Les pays du Conseil de l’Europe qui n’ont pas ratifié à ce jour la Convention d’Istanbul
La Convention sur la prévention et la lutte contre la violence à l’égard des femmes et la violence domestique, le traité international le plus exhaustif en matière de lutte contre la violence à l’égard des femmes, a été adoptée par le Conseil de l’Europe en 2011. Elle est aussi appelée la Convention d’Istanbul du nom de la ville où elle a été ouverte à la signature. Trois ans plus tard, le 1er août 2014, elle est entrée en vigueur après sa 10e ratification. A ce jour, trente-quatre Etats membres du Conseil de l’Europe l’ont ratifiée, douze l’ont signée – y compris l’Union européenne et un pays – la Turquie la dénoncé (22 mas 2021) indique le Conseil de l’Europe sur son site internet.

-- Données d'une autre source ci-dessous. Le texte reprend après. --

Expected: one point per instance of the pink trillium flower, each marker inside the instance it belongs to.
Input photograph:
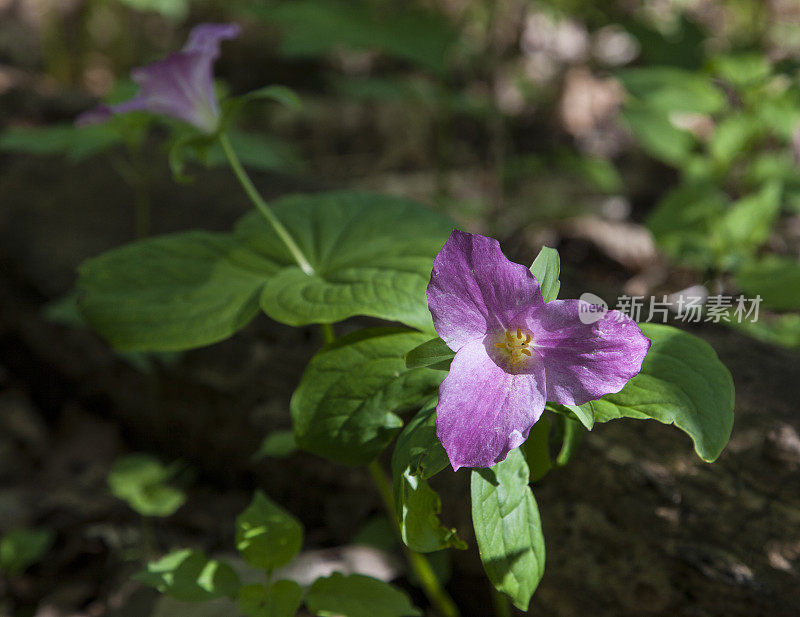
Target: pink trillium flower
(180, 86)
(514, 352)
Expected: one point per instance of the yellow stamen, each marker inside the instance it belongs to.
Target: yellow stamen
(516, 347)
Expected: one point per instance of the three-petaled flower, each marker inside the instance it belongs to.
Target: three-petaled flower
(180, 86)
(514, 352)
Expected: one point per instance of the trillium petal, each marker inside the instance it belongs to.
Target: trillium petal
(180, 86)
(585, 361)
(483, 411)
(474, 289)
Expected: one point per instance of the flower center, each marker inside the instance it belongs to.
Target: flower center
(516, 345)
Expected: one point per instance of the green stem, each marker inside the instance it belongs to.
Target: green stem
(262, 206)
(327, 333)
(148, 539)
(438, 597)
(501, 606)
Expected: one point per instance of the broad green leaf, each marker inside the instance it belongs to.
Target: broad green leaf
(433, 353)
(140, 480)
(174, 292)
(278, 444)
(682, 382)
(281, 599)
(346, 404)
(267, 536)
(668, 89)
(372, 255)
(547, 268)
(658, 136)
(775, 279)
(22, 548)
(357, 596)
(418, 455)
(508, 528)
(190, 576)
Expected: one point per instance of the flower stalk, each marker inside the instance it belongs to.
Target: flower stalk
(262, 206)
(438, 597)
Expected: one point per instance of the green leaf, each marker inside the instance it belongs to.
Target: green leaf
(262, 152)
(139, 480)
(547, 268)
(508, 528)
(537, 449)
(743, 70)
(775, 279)
(372, 255)
(682, 382)
(76, 143)
(190, 576)
(571, 436)
(685, 221)
(658, 136)
(668, 89)
(278, 444)
(231, 107)
(357, 596)
(418, 455)
(267, 536)
(783, 330)
(346, 404)
(173, 292)
(282, 599)
(21, 548)
(433, 353)
(748, 223)
(731, 137)
(174, 9)
(582, 413)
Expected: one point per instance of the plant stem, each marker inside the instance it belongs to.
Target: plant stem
(262, 206)
(438, 597)
(500, 601)
(328, 334)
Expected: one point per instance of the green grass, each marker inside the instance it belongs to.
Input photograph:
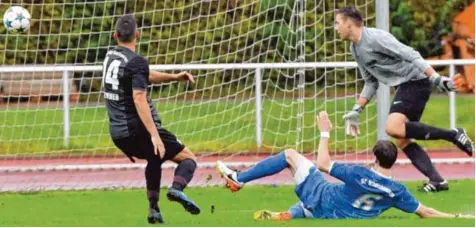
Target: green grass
(214, 126)
(129, 208)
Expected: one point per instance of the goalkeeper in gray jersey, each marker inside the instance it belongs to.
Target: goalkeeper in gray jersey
(382, 58)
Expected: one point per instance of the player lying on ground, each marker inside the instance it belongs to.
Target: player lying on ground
(365, 193)
(382, 58)
(135, 126)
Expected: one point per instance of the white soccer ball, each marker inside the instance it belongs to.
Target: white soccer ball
(17, 19)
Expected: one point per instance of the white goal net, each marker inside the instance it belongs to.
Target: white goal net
(53, 125)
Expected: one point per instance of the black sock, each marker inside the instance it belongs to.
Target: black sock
(417, 130)
(153, 176)
(153, 197)
(422, 162)
(183, 174)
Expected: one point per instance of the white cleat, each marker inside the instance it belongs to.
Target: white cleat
(229, 176)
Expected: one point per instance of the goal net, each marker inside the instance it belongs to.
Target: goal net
(249, 100)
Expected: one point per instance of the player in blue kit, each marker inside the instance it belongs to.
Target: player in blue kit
(364, 193)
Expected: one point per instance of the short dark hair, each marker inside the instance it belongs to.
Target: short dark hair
(386, 153)
(126, 28)
(352, 13)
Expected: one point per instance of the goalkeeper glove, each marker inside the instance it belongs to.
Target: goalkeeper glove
(444, 84)
(352, 121)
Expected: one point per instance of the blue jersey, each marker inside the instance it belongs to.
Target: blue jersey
(364, 193)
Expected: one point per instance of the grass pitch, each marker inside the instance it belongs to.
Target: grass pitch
(129, 208)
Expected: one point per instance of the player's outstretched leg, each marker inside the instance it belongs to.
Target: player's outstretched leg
(270, 215)
(296, 211)
(422, 162)
(183, 174)
(266, 167)
(458, 136)
(153, 176)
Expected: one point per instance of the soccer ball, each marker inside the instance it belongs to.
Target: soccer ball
(16, 19)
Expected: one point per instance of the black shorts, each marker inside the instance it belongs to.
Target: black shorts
(140, 145)
(411, 98)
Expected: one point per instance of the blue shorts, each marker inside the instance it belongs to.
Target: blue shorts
(310, 191)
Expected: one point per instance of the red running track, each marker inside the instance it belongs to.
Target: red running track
(129, 178)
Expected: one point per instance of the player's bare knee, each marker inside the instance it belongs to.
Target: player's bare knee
(402, 143)
(395, 125)
(290, 154)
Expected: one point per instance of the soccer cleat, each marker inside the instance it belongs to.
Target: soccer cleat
(463, 141)
(180, 197)
(154, 216)
(229, 176)
(269, 215)
(433, 186)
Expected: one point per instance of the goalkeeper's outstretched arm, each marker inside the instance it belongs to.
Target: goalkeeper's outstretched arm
(325, 127)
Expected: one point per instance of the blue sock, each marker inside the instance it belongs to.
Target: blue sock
(266, 167)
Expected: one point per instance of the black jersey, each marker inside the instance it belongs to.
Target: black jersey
(125, 71)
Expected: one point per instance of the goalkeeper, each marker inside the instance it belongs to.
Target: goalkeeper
(366, 193)
(382, 58)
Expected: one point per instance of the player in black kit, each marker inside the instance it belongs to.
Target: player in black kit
(135, 126)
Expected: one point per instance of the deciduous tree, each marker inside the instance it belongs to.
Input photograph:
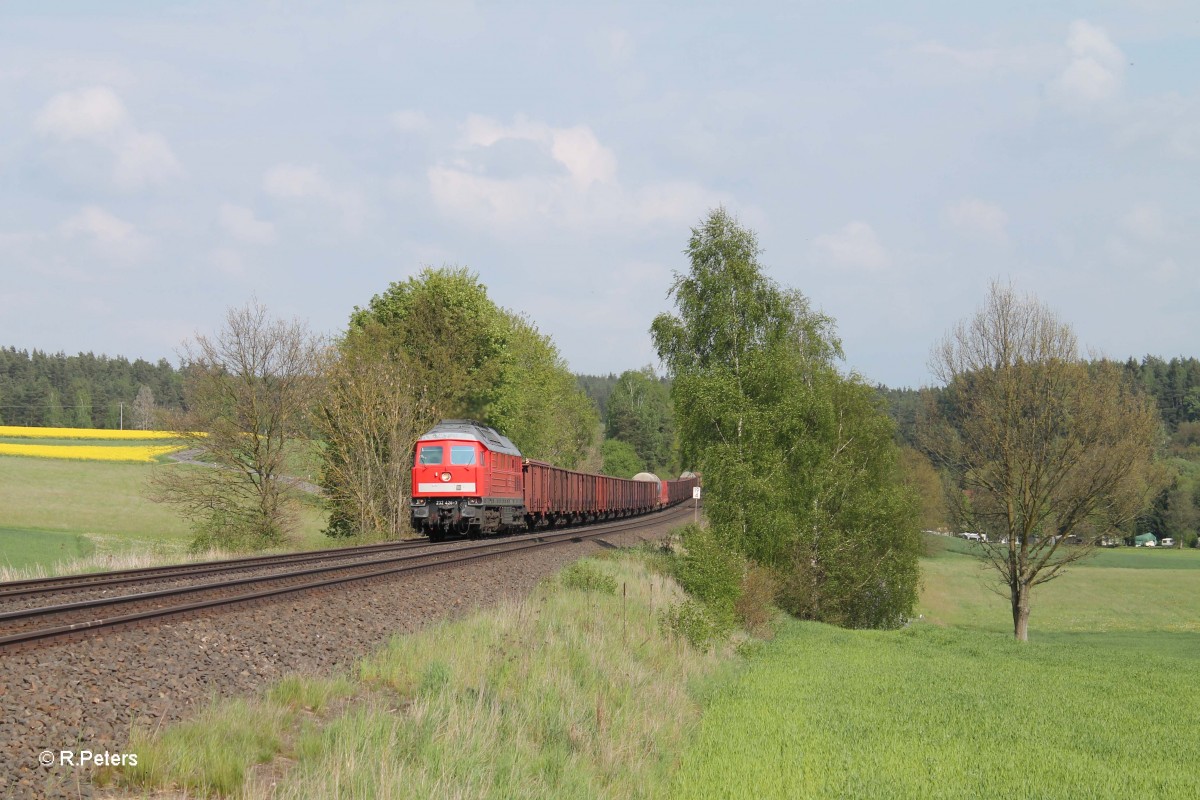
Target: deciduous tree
(1045, 446)
(798, 459)
(249, 391)
(369, 416)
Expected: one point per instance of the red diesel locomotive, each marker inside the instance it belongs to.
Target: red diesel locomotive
(468, 479)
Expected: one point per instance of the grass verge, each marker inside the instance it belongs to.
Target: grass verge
(942, 713)
(576, 691)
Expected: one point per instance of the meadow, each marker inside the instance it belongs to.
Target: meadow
(71, 510)
(1101, 703)
(581, 691)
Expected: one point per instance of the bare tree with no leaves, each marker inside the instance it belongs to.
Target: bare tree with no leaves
(1045, 447)
(247, 390)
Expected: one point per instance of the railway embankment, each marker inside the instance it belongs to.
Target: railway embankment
(576, 690)
(94, 693)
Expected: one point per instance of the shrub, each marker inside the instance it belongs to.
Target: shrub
(699, 623)
(755, 605)
(708, 570)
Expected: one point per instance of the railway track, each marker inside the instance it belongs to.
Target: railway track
(313, 571)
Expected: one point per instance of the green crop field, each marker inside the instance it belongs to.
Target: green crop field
(23, 547)
(1101, 703)
(54, 511)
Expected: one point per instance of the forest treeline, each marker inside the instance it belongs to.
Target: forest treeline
(84, 391)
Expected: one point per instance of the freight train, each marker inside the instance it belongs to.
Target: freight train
(468, 479)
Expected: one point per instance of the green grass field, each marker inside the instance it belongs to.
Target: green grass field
(102, 507)
(1101, 703)
(21, 547)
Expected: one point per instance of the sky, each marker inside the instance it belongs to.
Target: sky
(162, 162)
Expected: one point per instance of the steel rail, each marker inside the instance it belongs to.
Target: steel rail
(115, 577)
(486, 549)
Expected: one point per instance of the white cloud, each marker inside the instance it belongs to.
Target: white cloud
(109, 235)
(987, 60)
(144, 160)
(97, 115)
(1170, 119)
(297, 182)
(576, 148)
(228, 262)
(1145, 221)
(585, 157)
(979, 218)
(1096, 70)
(855, 245)
(586, 196)
(91, 114)
(409, 121)
(241, 223)
(294, 182)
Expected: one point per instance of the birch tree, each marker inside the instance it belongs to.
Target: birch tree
(798, 462)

Au 23 mars 2021, 6 États membres de l’UE n’ont toujours pas ratifié la Convention d’Istanbul. Il s’agit de Bulgarie, Hongrie, Lettonie, Lituanie, République tchèque, et Slovaquie. Les pays hors-UE qui n’ont pas ratifié la Convention sont : l’Arménie, le Liechtenstein, la Moldavie, le Royaume Uni, la Turquie, l’Ukraine.
Selon la Commission européenne, une femme sur trois dans l’UE a été victime de violence physique et/ou sexuelle depuis l’âge de 15 ans, plus de la moitié ont fait l’objet de harcèlement sexuel et une sur vingt a été violée.
En outre, le Conseil de l’Europe précise qu’au cours des 10 dernières années, la convention a aidé de nombreux États à faire progresser leur législation et leurs politiques afin de prévenir et de combattre efficacement la violence à l’égard des femmes.